Il silenzio dei satelliti - Clemens Meyer

Il silenzio dei satelliti – Clemens Meyer

In Il silenzio dei satelliti, Clemens Meyer scrive senza distanza tra ricordi e attualità, pensieri e dialoghi, sovrapponendo le scene, appiattendo spazi e azioni. In questo modo riesce a dare profondità alle anime, donando il respiro della vita alla narrazione, inanellando i momenti come nella mente, impastando i sentimenti e le sensazioni, facendo dialogare le parole e i silenzi.

Il silenzio dei satelliti di Clemens Meyer

Nove racconti divisi in tre parti, ognuna introdotta da un ulteriore racconto di due pagine; insomma, alla fine sono dodici racconti. Meyer si muove tra memorie di una Germania divisa e attualità strettissima che, però, di quella storia porta le cicatrici.

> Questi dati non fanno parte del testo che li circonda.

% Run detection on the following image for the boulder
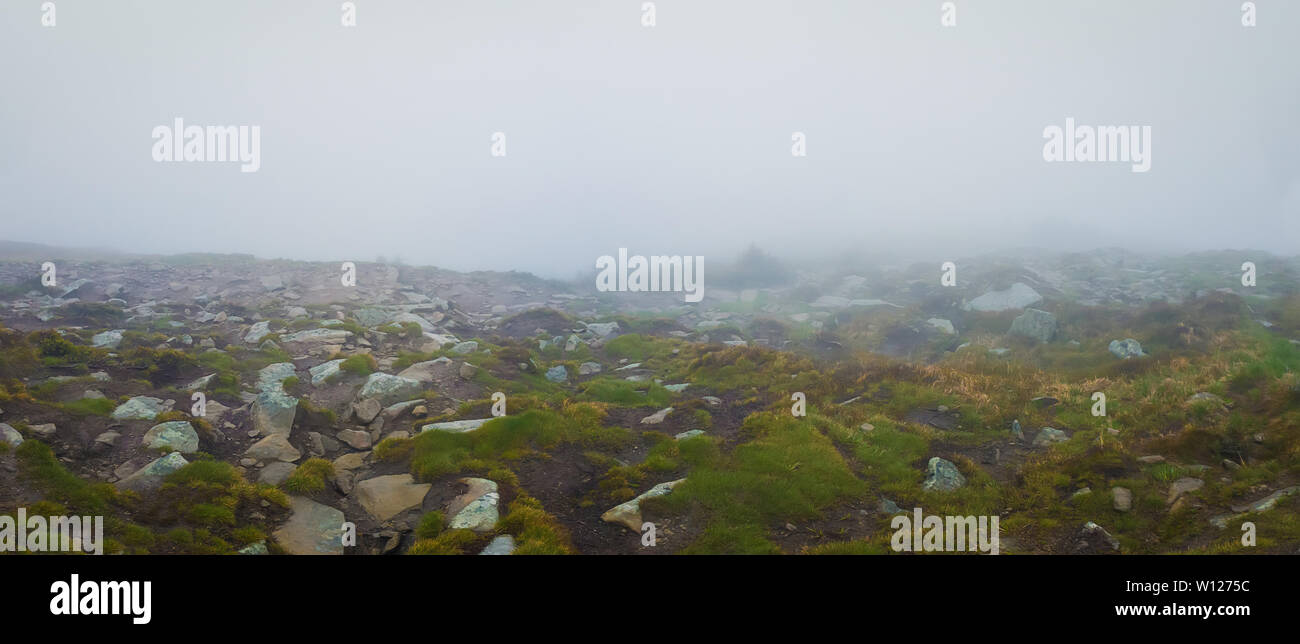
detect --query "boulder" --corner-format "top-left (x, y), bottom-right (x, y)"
top-left (90, 329), bottom-right (125, 349)
top-left (117, 451), bottom-right (190, 493)
top-left (447, 477), bottom-right (501, 533)
top-left (143, 420), bottom-right (199, 454)
top-left (926, 317), bottom-right (957, 336)
top-left (1034, 427), bottom-right (1070, 448)
top-left (1008, 308), bottom-right (1057, 342)
top-left (1167, 476), bottom-right (1205, 505)
top-left (257, 462), bottom-right (298, 485)
top-left (358, 372), bottom-right (424, 407)
top-left (352, 398), bottom-right (384, 424)
top-left (244, 321), bottom-right (270, 345)
top-left (274, 497), bottom-right (345, 554)
top-left (601, 479), bottom-right (686, 535)
top-left (420, 418), bottom-right (491, 433)
top-left (398, 358), bottom-right (452, 382)
top-left (1110, 488), bottom-right (1134, 513)
top-left (0, 423), bottom-right (22, 448)
top-left (966, 282), bottom-right (1043, 312)
top-left (354, 474), bottom-right (433, 522)
top-left (244, 433), bottom-right (303, 463)
top-left (641, 407), bottom-right (672, 425)
top-left (113, 396), bottom-right (174, 420)
top-left (252, 389), bottom-right (298, 436)
top-left (1110, 338), bottom-right (1147, 360)
top-left (920, 457), bottom-right (966, 492)
top-left (307, 358), bottom-right (343, 386)
top-left (478, 535), bottom-right (515, 554)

Cicatrici che segnano la vita dei personaggi che si muovono soprattutto ai margini, nel cuore di quella parte di società a cui rimangono speranze, sogni, ricordi e sempre troppo poco in mano. Quella di Meyer non è una ricognizione sociale, i personaggi hanno passioni e sentimenti individuali che su quello sfondo si muovono.
Periferie cittadine, quartieri industriali, edifici trasandati, in malora, bazzicati da un’umanità rotta, aggrappata a quel che riesce, spesso ricordi.

Di notte specialmente

I satelliti silenziosi sono le abitazioni di certe periferie che via via spengono le luci, lasciando spazio alla notte e a quell’altro satellite, la Luna, che illumina molti degli scenari del libro. I protagonisti si muovono di notte specialmente, occupando lo spazio che rimane loro e in cui sono costretti.

In queste ambientazioni notturne ricorrono le parole, i pensieri insistono su alcuni punti, piccole sottolineature pratiche di inceppamenti dell’animo. E spesso i personaggi finiscono con l’imbambolarsi, rapiti da se stessi, poco accorgendosi del mondo esterno, dell’attenzione che reclama, sospendendosi nel fluire del tempo.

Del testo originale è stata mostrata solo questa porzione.